A satellite in a circular orbit of radius R has a period of 4 hours. Another satellite with orbital radius 3R around the, same planet will have a period (in hours) ​

Answer 1

We know that Kepler's Third law states that, The square of it's period of revolution around Sun is directly proportional to cube of mean distance of a planet from the Sun.

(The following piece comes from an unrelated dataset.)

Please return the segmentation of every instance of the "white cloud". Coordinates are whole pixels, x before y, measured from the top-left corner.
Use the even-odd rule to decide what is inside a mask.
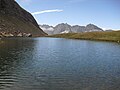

Then,

$\longrightarrow\sf{ {T}^{2} ∝ {r}^{3} }$

i.e,

$\longrightarrow\sf{ \frac{ {T}^{2} }{ {R}^{3} } = Constant \: K \: .... \: (1)}$

$\longrightarrow\sf{ ( { \frac{T_1}{T_2} )}^{2} = ( { \frac{R_2}{R_1} )}^{3} }$

$\longrightarrow\sf{ \frac{T_2}{T_1} = (\frac{R_2}{R_1} ) {}^{\frac{3}{2} } }$

Thus, we get,

$\star \: \boxed{\sf\green{T_2 = t_1( \frac{R_2}{R_1} ) {}^{ \frac{3}{2} } }}$

Here,

$\sf{R_1 =R}$

$\sf{T_1 = 4}$

$\sf{R_2 = 3R}$

Thus, Period of second satellite will be:

$\longrightarrow\sf{t_2 = 4( \frac{3R}{R} ) {}^{ \frac{3}{2} } }$

$\longrightarrow\sf{t_2 = 4 \times 3 {}^{ \frac{3}{2} } }$

$\longrightarrow{\underline{\boxed{\sf{T_2 = 4 \sqrt{27} \: hr}}}}$

Thus,

• The same planet will have a period of 4 √27 hours.